Elle a également monté un réseau de concessionnaires-démolisseurs de 350 membres afin de fédérer la filière, et met son expertise sur l'ensemble de cette chaîne au service des pays étrangers, à travers une activité de consulting pour les gouvernements, qui souhaitent établir un diagnostic et à bâtir une filière de recyclage des véhicules hors d'usage.
C'est par exemple le cas au Maroc, un pays avec lequel Indra a débuté un travail de diagnostic en 2017 qui, après avoir été stoppé par la pandémie, est en passe d'évaluer vers la constitution d'un schéma directeur sur cinq ans.

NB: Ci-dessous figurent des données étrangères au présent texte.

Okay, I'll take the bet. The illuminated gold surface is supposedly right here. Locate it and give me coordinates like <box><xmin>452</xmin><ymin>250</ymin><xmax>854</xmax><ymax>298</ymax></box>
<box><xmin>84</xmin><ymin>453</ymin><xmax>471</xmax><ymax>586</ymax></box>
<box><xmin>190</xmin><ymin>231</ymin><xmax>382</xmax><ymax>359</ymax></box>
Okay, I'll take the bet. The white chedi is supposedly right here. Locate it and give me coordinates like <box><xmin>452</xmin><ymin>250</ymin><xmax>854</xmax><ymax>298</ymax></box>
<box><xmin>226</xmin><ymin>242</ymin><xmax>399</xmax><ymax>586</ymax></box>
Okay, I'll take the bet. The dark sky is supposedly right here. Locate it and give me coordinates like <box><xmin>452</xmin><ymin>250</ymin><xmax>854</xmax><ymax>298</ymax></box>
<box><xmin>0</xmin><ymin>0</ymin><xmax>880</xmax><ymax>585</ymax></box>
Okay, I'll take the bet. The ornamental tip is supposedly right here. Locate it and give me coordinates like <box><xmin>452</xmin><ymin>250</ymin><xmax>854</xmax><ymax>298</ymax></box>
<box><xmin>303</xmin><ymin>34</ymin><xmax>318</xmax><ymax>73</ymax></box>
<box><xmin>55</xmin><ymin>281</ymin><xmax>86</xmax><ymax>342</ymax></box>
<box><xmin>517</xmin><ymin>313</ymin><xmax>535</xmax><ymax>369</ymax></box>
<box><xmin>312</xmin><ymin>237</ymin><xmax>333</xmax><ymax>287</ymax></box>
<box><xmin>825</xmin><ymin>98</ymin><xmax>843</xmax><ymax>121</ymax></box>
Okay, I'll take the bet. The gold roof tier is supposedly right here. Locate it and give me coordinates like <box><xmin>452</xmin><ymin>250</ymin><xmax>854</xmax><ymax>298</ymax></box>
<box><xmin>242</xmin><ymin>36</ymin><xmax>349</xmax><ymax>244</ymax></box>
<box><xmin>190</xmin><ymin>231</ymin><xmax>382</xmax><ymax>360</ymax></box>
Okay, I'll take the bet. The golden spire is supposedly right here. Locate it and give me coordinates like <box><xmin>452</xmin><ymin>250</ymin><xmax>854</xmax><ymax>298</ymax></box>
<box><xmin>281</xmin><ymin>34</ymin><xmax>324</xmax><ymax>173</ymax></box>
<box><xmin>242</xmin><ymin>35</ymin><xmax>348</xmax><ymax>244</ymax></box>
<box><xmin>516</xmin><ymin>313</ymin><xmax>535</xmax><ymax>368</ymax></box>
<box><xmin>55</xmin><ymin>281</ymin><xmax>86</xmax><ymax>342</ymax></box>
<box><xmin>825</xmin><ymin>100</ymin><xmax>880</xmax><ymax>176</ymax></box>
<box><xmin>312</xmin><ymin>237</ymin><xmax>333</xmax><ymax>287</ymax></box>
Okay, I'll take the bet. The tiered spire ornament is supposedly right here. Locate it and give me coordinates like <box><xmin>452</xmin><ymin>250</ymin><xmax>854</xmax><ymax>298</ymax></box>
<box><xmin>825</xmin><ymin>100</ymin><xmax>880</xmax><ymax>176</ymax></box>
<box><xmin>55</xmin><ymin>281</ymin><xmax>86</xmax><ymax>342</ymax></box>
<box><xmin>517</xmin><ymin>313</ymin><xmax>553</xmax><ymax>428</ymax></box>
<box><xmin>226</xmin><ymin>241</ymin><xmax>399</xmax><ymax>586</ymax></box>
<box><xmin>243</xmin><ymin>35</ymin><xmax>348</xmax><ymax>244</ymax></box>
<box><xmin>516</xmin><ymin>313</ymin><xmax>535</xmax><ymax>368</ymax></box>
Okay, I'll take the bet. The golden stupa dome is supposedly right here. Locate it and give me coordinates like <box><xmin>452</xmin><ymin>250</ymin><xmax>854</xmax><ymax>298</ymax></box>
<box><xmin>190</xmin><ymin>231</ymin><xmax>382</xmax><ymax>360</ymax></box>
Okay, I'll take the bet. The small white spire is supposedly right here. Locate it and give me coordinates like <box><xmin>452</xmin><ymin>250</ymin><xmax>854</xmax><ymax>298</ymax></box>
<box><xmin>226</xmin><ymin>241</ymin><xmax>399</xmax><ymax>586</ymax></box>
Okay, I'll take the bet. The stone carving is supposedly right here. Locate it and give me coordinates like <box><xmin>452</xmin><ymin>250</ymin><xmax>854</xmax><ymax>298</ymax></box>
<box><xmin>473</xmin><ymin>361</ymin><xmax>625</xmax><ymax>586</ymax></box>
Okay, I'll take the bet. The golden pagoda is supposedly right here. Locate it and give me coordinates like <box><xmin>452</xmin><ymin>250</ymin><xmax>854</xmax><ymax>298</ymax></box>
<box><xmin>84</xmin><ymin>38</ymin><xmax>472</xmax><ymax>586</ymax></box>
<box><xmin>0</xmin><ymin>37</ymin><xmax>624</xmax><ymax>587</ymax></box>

« Chaque pays a un environnement complètement différent. Dans le domaine du démantèlement, la technique ne représente que 20% du problème : tout le reste dépend de comment on organise la filière, comment transformer notamment le business invisible en visible, car on ne lutte pas directement contre la filière sauvage », explique Loïc Bey-Rozet, Ceo d'Indra.
L'un des premiers défis sur ces marchés demeure le sourcing des véhicules en fin de vie : « Au Maroc, la durée de vie moyenne des véhicules est de 16 ans, mais elle va en réalité jusqu'à des véhicules qui ont jusqu'à 40 ou 50 ans d'âge : or, plus ces véhicules vieillissent et sont revendus par des particuliers, plus on perd en traçabilité ».
Prochaine cible : accélérer sur le marché de la pièce de réemploi
Enjeu montant pour la filière, les pièces d'occasion, qui font partie des principales sources de valorisation des rebuts automobiles. « Les constructeurs eux-mêmes s'y intéressent de plus en plus, car ils ont compris que les pièces d'occasion ne concurrent pas directement les pièces neuves, car elles n'adressent pas le même marché. Mieux : elles leur permettent même de vendre en parallèle des pièces neuves en complément », atteste Loïc Bey-Rozet.